Glorious and Excruciating
Today was glorious. And excruciating.
I slept in, washed dishes, put away laundry, paid a bill, and updated my Running playlist on Apple music. I appreciate the simple things that comprise everyday life now more than ever.
Then I went for a 5k run—just before noon when it was about 95 degrees. That was stupid. I finished the run due to sheer hard-headedness and then wondered if I was going to collapse of heat stroke right then and there. I walked it off, guzzled a lot of water, and felt really good about my accomplishment. Even though it was pretty stupid and I probably shouldn’t do that again.
I loaded my backpack with my everyday devotional readers, my journal, and my new purple gel pen (love!) and headed to Salt Creek Beach. I decided to bring the Tommy Bahama umbrella that Chip and I purchased years ago to use at Charli’s soccer games. We’ve used it twice.
I paid for my parking with change collected on top of the dryer and assumed the role of pack mule, carrying my bulging backpack, my umbrella, and my beach chair. Downhill was easy, though I looked rather tipsy, intermittently stopping to pull one or the other strap back up on my shoulder after it slipped down, leaving some item dragging along the pavement.
Perched on the sand, from under my umbrella, I experienced almost two hours of perfection. Maybe a more apt description would be….serenity. The breeze gently rippled the umbrella’s draping canopy. The waves sparkled under the sun’s rays. My purple gel pen glided along the pages of my journal, giving visible shape to my thoughts and feelings.
My soul was at peace. Content. Even joyful. I glanced down at my “Choose Joy” bracelet (thank you, Ana) and remembered that it’s OK to feel joy, even when depths of sadness and loss underly every other condition, emotion, and cognition.

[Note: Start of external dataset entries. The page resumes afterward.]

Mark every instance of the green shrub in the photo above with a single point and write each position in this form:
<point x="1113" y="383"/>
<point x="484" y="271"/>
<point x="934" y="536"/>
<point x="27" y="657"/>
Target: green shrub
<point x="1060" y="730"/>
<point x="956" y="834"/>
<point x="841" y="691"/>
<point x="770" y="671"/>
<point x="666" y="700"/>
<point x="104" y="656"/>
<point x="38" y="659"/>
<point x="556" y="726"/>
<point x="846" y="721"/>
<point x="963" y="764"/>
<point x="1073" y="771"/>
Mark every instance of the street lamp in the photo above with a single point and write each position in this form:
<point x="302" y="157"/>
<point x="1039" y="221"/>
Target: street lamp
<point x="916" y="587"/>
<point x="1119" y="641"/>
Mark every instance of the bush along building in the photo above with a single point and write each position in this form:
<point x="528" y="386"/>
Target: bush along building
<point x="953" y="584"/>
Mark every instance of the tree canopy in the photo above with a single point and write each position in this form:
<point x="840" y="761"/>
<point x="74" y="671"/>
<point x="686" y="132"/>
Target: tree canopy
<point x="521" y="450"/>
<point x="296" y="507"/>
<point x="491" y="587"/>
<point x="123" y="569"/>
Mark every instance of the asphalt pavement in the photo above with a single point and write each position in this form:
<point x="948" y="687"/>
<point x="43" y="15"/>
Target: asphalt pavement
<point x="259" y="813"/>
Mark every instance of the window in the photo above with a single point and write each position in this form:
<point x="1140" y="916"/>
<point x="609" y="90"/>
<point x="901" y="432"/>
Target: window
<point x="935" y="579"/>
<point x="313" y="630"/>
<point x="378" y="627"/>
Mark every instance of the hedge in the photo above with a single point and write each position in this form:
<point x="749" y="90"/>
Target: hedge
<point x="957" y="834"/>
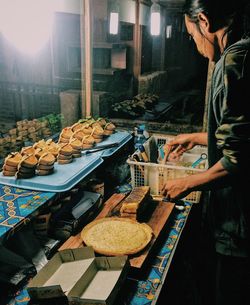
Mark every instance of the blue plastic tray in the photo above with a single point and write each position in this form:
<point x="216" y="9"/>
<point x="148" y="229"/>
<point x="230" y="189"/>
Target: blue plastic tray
<point x="65" y="176"/>
<point x="120" y="137"/>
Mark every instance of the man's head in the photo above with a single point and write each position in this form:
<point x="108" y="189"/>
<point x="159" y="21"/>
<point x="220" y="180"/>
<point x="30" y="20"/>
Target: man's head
<point x="213" y="24"/>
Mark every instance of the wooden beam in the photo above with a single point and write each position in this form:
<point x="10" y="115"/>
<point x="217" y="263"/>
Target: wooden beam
<point x="86" y="57"/>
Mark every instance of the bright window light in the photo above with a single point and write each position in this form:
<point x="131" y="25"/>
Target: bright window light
<point x="113" y="25"/>
<point x="27" y="24"/>
<point x="155" y="19"/>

The end of my paid parking drew to a close. As I was trudging up the hill back to the parking lot, I remembered the days when I would bring the boys to that beach. It was a major career move to get them and all our gear packed up at home, loaded into the van, and transported safely to the sand. We would spend hours playing by the ocean. I will confess, this wasn’t completely due to maternal altruism. Moms know….when they play hard all day at the beach, they fall asleep early that night. At the end of the day, I would summon the last one out of the water (usually Chandler), pack up, order them to rinse off and wash their hair in the outdoor shower (thereby hastening bedtime upon arrival at home), and assign each of them to carry something. With Chandler, it was usually a boogie board twice his size. Today I remembered my boys heading up that hill after long sunny days at the beach. I would not trade those memories for anything on earth.
As if that weren’t enough good stuff for one day, I drove straight to my Brit friend Penny’s house and hung out with her and Christine (another member of this shitty club) for a couple of hours. It is a gift when you have friends with whom you can be real. Even one friend. More than that, you have hit the jackpot.

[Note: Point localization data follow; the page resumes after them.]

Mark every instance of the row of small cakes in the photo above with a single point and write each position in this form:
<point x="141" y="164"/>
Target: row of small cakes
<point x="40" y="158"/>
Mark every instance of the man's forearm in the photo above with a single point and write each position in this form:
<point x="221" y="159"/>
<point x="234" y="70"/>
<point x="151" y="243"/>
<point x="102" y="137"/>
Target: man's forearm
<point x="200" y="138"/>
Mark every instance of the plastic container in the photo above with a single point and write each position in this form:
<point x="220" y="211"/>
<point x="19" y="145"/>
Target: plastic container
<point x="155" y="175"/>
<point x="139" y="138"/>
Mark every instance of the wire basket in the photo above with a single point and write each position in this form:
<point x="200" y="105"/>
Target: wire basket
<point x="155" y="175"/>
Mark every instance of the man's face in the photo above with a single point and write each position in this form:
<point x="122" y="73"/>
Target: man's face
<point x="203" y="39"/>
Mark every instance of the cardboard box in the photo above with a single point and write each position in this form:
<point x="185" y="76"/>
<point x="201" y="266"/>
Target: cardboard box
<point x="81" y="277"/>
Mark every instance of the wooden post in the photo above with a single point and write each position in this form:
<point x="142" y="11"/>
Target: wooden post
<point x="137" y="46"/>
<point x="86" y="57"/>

And tonight at home. We talked about Chandler. Chip, Charli and me. The pain is real. We are each moving forward the best we know how. We have to hold each other in a space of grace as our new reality makes its way into every corner and crevice of our consciousness. We are learning how to do this. To allow one another to grieve in our own ways and to honor our differences in doing so.
I hate the pain that my kids now live with. Will live with forever. It will look different with time, but it will always be present in some form. Maybe in time, with maturity and growth and wisdom and all those grown-up things, I will be able to delete the word “hate” and insert something more spiritually attuned like “embrace.” After all, losing their brother will undoubtedly shape them as human beings, and knowing my kids, it will be in ways that make them show up even better in the world. For now, the most appropriate word to describe my feelings about it is “hate.”
So this is what it’s like. Glorious. And excruciating.